Agent Policy

Editing the policy that governs your agent.

Agent Policy is the cockpit. Every rule that decides what your agent can do without asking, what it must ask about, and what it cannot do, lives here. Open it at /dashboard/agent-policy.

What Agent Policy is

A list of plain-language rules. Each rule says: when my agent tries to do this, Guardian should respond like this. The cockpit is the human-facing surface where you read, understand, change, and add rules.

The complexity of Guardian lives in its engine: 56 risks, five matcher classes, capability manifests. None of that surfaces here. The cockpit’s whole job is to make a ruleset something you read top to bottom and understand without a manual.

How a rule reads

Every rule reads as one sentence:

When my agent tries to [do X]  ->  [Allow / Ask me first / Block]

Concrete examples from the default policy:

When my agent tries to delete many files at once       ->  Ask me first
When my agent tries to run a command as administrator  ->  Ask me first
When my agent tries to install a package system-wide   ->  Allow
When my agent tries to alter or delete ORBIT's audit
  records                                              ->  Block

That is the whole vocabulary. You never see a rule ID, a regex, a matcher name, or any other engine artifact in the cockpit. If you do, that is a bug; tell us.

The 50 default rules

Target launch behavior, not yet live in this build. The current /dashboard/agent-policy surface is a smaller preview. The full Guardian default set lands before public launch; this section describes the launch behavior you should expect.
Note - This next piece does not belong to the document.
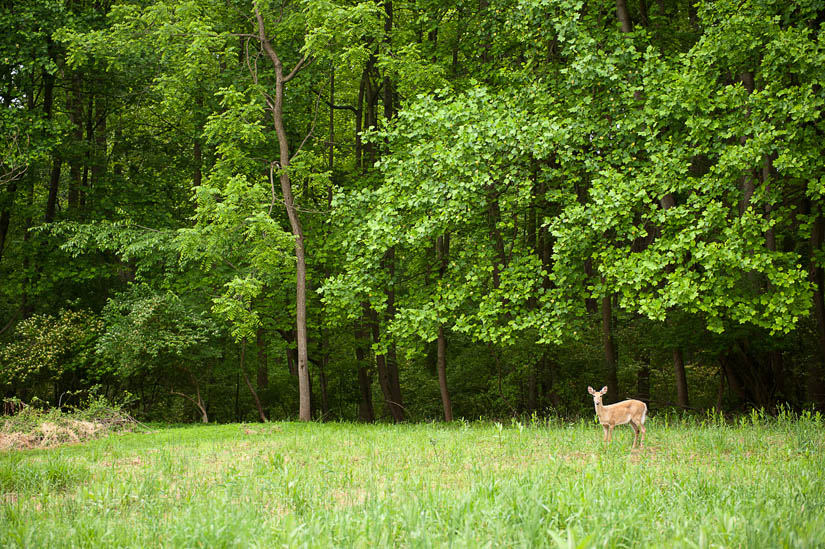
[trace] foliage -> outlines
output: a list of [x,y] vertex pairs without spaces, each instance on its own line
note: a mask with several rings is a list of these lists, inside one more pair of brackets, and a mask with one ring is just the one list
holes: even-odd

At signup, your policy is seeded with the Guardian default set: one rule for every v1-eligible risk in the catalog. They are grouped by category (Files and folders, Administrator access, Passwords and keys, Git history, and so on; 14 groups in total).

Default rules are always present. You can change a default rule’s verdict freely; you cannot delete it. That is on purpose: deleting a default rule would mean a real risk goes ungoverned and silently invisible. Guardian does not do that. Every v1 risk is always in the list. The only question you answer is how Guardian responds to it.

The list is the safety floor. It is never shorter than the floor.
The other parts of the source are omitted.